We Aimless Few by Robert J. Crane

We Aimless Few by Robert J. Crane

Author:Robert J. Crane [Crane, Robert J.]
Language: eng
Format: epub
ISBN: 9781790260669
Google: E6x_wQEACAAJ
Amazon: B07KQLT23G
Publisher: Ostiagard Press
Published: 2018-11-19T00:00:00+00:00


17

If I’d come face to face with my parents like this any time between January, when I ran away, and August, when I finally returned home, I cannot imagine the picture my face would’ve been. Utter horror, probably, followed very quickly by me bolting as fast as I could. In this situation, it probably would’ve meant lurching ahead into the queue, shoving Seekers aside, passing the service station with nary a look at the weary clerk inside, and then madly following someone through their Entanglement-granted access point.

But it had been hardly more than six or seven hours since I last saw my parents. Standing before them like this wasn’t the gravest shock I could’ve experienced.

Still, my eyebrows drew in. “How did you find …?”

“Never mind that,” Mum cried. “What in the world are you thinking? Running off like that!”

“Err,” said Heidi, looking both guilty and incredibly uncomfortable. “Borrick, do you want to help me with this food?”

“Absolutely,” he said, voice dripping relief. “Excuse me.” And he slipped out of the queue, angled sideways to bypass my flustered, fuming parents. He did a very good job of not looking at my mother. Smart man: never again would they engage in any conversation resembling polite (or rather simpering), at least not with him.

My mother did not spare him a glance. Borrick would draw her ire later, I guessed, him and Heidi. Well, good luck to the both of them enduring that laser fire.

They hurried away together, Heidi sparing me one last look that bordered on frightened before she disappeared.

“Don’t be too long,” I called after her. “Can’t hold your spot forever.”

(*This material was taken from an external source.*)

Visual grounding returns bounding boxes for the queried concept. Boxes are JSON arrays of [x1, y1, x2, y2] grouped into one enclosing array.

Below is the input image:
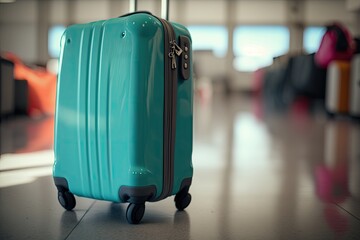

Then I had no choice but to look back into the eyes of my parents, eyes that were filled with a disappointment like I had never known.

No, that wasn’t right. I’d seen them more disappointed than this, once—when I came home, and they heard it from me, the news that had already come to them—that Manny had indeed …

Died. Admit it, Mira. Stop tiptoeing around it.

Your brother is dead.

Mum wore disappointment in the way I’d known it much of my childhood: marred with a great anger, as if she could not only be let down alone but was also annoyed that someone had dared to make her feel that way. I’d hated it all my childhood, and faced with it once again, I still felt exactly the same.

Dad, on the other hand, looked somewhat like the version of him I’d spoken to in his study this morning. He had a weary look, more lines in his forehead and radiating away from his eyes than I realized were there to cast their damning shadows. He watched me, mouth hung open, a forlorn look of betrayal in his eyes.

“What are you doing here?” he asked. Unlike Mum, he wasn’t shouting—which had the wondrous effect of drawing every eye right to me, even those belonging to Seekers who didn’t know a celebrity stood within their midst. Instead, he sounded tired—tired and broken.

“I’m helping my …” Friends? Not the right word.